Sev, I don't understand why the line between "CPU:" and "EFLAGS:" is missing in the output from your first crash. But basically, if we don't even have access to the source code that crashed, we aren't able to debug the problem. If the 3rd-party-vendor can point us to a bug in the core RHEL3 code, then we'd certainly be happy to fix it.

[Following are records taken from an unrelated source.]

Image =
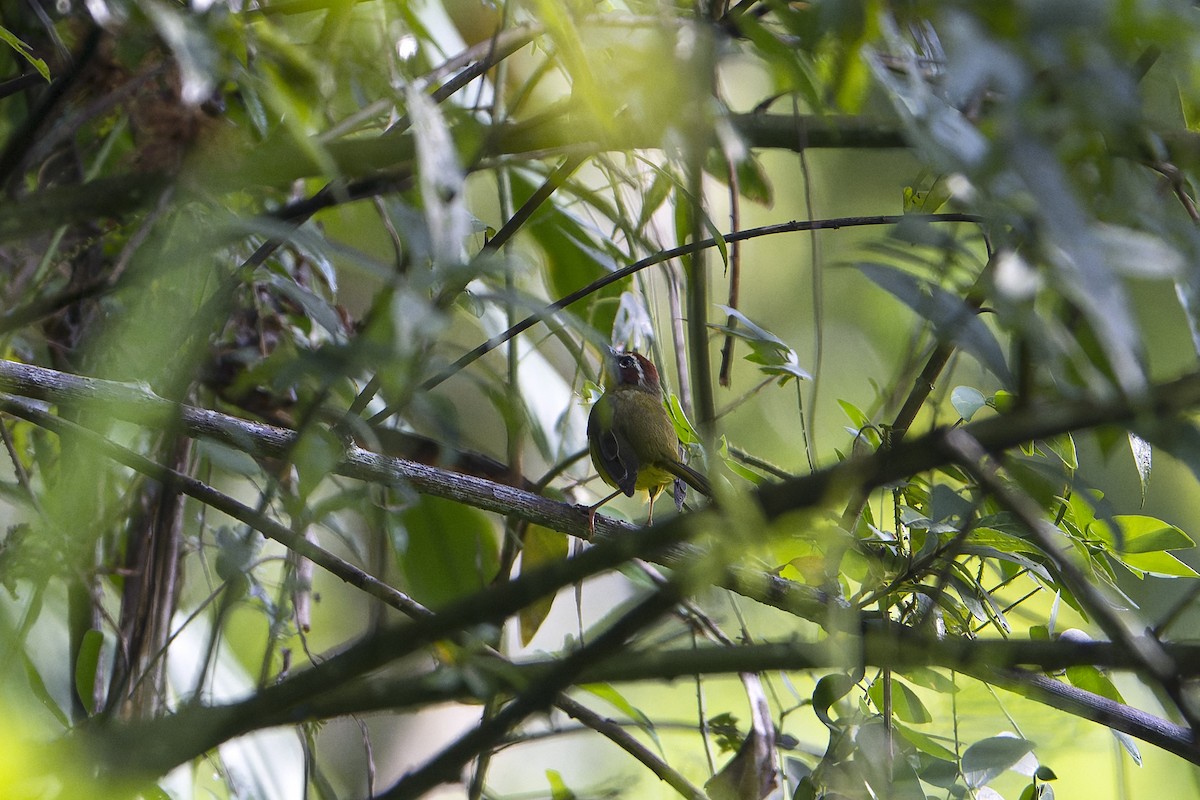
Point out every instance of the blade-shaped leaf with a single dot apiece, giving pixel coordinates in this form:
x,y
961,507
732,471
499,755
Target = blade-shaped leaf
x,y
953,320
987,759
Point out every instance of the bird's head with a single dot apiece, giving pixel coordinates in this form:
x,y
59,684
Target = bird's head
x,y
635,371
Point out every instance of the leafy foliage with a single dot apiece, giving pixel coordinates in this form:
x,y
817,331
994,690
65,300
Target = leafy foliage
x,y
311,290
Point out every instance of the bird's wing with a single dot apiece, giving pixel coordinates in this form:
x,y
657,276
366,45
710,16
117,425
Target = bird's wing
x,y
615,456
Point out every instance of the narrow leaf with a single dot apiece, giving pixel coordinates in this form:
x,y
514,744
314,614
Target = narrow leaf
x,y
988,758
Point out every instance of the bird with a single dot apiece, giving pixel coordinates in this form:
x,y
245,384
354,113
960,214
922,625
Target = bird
x,y
630,435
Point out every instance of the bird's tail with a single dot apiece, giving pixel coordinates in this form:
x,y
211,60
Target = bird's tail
x,y
691,477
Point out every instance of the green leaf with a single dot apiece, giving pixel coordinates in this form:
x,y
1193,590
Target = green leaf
x,y
23,49
1161,564
540,546
855,414
316,455
927,744
967,401
558,788
1065,449
988,758
448,549
1129,744
1047,774
1090,679
773,355
87,665
906,705
1138,534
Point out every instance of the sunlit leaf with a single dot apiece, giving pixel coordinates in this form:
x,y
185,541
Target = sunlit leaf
x,y
7,37
989,758
87,666
769,352
1090,679
540,546
905,704
1143,459
610,695
929,745
967,401
1138,534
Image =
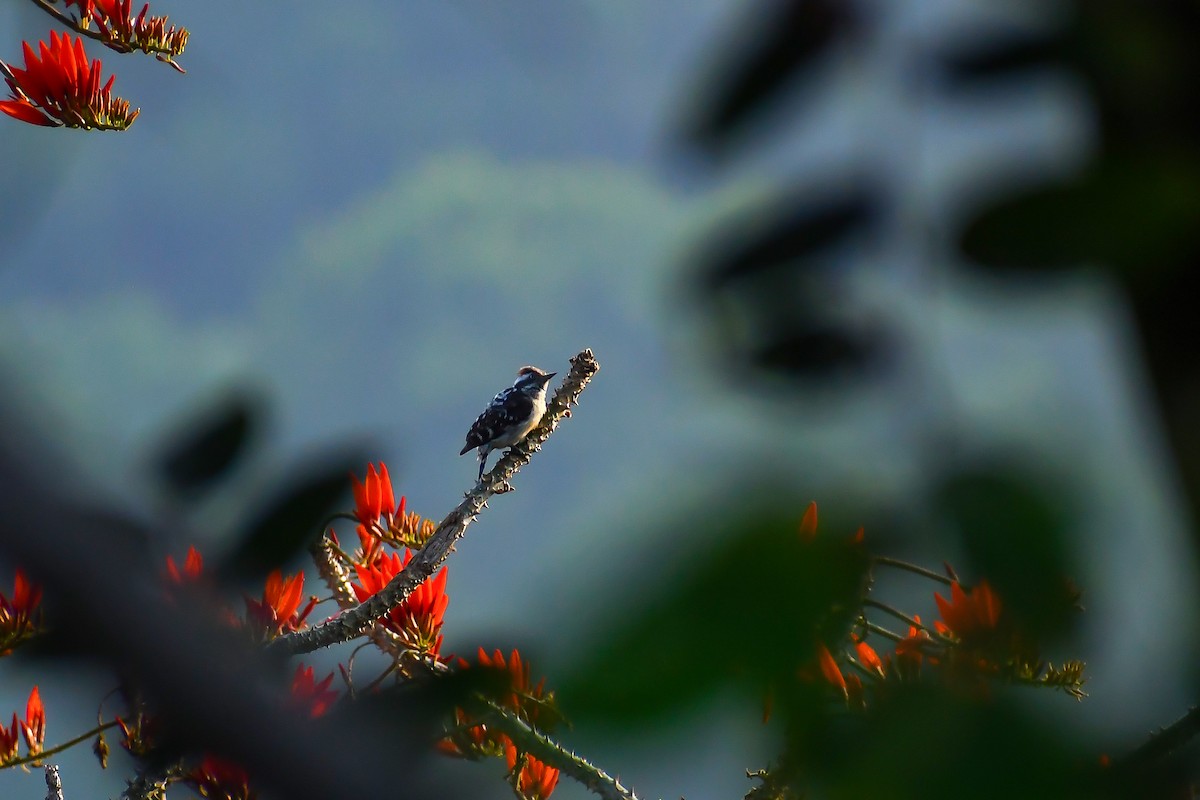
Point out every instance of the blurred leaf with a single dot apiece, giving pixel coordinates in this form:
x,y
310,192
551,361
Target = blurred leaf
x,y
1137,214
989,59
784,232
205,449
1014,531
747,613
780,41
767,275
293,517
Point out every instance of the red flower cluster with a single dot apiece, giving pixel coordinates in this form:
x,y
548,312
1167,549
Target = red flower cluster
x,y
382,519
60,88
315,698
125,32
279,611
531,779
31,729
193,565
221,780
18,617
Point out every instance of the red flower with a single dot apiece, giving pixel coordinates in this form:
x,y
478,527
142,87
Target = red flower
x,y
221,780
373,497
316,698
829,668
33,729
534,780
381,518
418,620
192,567
516,693
10,740
124,32
870,659
522,697
60,88
277,609
967,615
911,650
17,615
809,523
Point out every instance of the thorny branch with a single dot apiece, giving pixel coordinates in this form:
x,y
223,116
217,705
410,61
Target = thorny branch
x,y
355,621
549,751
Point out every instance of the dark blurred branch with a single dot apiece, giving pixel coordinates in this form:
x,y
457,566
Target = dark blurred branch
x,y
58,749
1167,740
355,621
529,740
151,782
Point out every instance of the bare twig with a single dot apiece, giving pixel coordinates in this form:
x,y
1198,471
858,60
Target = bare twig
x,y
355,621
36,758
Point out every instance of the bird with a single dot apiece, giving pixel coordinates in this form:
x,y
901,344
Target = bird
x,y
510,416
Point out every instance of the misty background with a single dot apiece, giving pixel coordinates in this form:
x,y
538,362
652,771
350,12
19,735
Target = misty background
x,y
372,216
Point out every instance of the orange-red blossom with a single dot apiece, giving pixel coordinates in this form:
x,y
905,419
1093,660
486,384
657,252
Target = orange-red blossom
x,y
17,615
418,620
277,611
31,729
535,780
60,88
969,614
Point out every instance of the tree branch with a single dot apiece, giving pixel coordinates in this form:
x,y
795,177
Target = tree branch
x,y
546,750
355,621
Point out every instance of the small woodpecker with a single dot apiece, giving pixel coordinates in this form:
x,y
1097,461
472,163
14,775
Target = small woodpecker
x,y
510,416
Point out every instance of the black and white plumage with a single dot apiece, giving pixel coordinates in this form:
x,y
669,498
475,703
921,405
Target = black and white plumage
x,y
510,416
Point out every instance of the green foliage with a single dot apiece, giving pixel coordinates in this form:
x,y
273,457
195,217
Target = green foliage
x,y
745,613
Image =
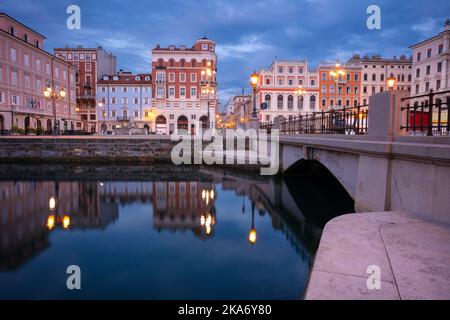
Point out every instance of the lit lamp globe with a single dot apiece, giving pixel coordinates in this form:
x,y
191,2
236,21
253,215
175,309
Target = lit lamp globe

For completeness I include the output again. For some reason the output going to syslogd from our digi box did not contain all the output, present on the console. I will contact IBM/Rational about their ClearCase module. Puting aside this crash, can you tell me anything at all about the other crash I also included ? Unable to handle kernel paging request at virtual address 00080006 printing eip: f8cde44f *pde = 307a9001 *pte = 3f398067 Oops: 0000 mvfs vnode nfsd nfs lockd sunrpc lp parport autofs4 e1000 floppy sgmicrocode keybdev mousedev hid input usb-uhci usbcore ext3 jbd raid1 qla2300 qla2300_conf CPU: 1 EIP: 0060:[<f8cde44f>] Tainted: PF EFLAGS: 00010246 EIP is at mdki_memcmp [vnode] 0x11 (2.4.21-20.0.1.ELsmp/i686) eax: e994190c ebx: c9f1d834 ecx: 00000034 edx: 00000cb4 esi: e994190c edi: 00080006 ebp: d8087e44 esp: d8087e3c ds: 0068 es: 0068 ss: 0068 Process cp (pid: 12441, stackpage=d8087000) Stack: e9941908 000aadcc d8087e60 f8cf73c2 e994190c 00080006 00000034 00000000 e82c3c00 d8087e84 f8cf746f c9f1d834 e9941908 f648122c e9941908 00000000 e82c3c00 00000000 d8087ebc f8cf6d13 e82c3c00 e9941908 d8087ea8 00000001 Call Trace: [<f8cf73c2>] mvfs_find_cred [mvfs] 0x32 (0xd8087e48) [<f8cf746f>] mvfs_record_cred [mvfs] 0x8f (0xd8087e64) [<f8cf6d13>] mfs_getcleartext [mvfs] 0x573 (0xd8087e88) [<f8ceeacc>] mvfs_openv_ctx [mvfs] 0x2ec (0xd8087ec0) [<f8d30060>] mvfs_vnodeops [mvfs] 0x0 (0xd8087f00) [<f8d16dd6>] mvfs_linux_open_wrapper [mvfs] 0x16 (0xd8087f10) [<f8cd6a3f>] vnode_fop_open [vnode] 0xb3 (0xd8087f2c) [<c0162490>] dentry_open [kernel] 0x110 (0xd8087f54) [<c0162378>] filp_open [kernel] 0x68 (0xd8087f70) [<c0162783>] sys_open [kernel] 0x53 (0xd8087fa8) Code: f3 a6 0f 97 c0 0f 92 c2 5e 28 d0 0f be c0 5f c9 c3 55 89 e5 Kernel panic: Fatal exception
> can you tell me anything at all about the other crash I also included ? It looks like the "s_op" field of the (struct super_block) or the "i_sb" field of the (struct inode) was bad while executing inside iput() under NFS unmount handling. This might be related to inode handling problems within MVFS or an invalid attempt to unmount an NFS f/s being used by MVFS. I haven't seen any reports similar to that, nor have there been any related changes to fs/inode.c or fs/dcache.c since 2.4.21-4.EL that would address such an issue. But that release is well over a year old (there have been 4 updates released since then), so I would advise using a recent kernel.
Thanks for the info. Will upgrade just in case.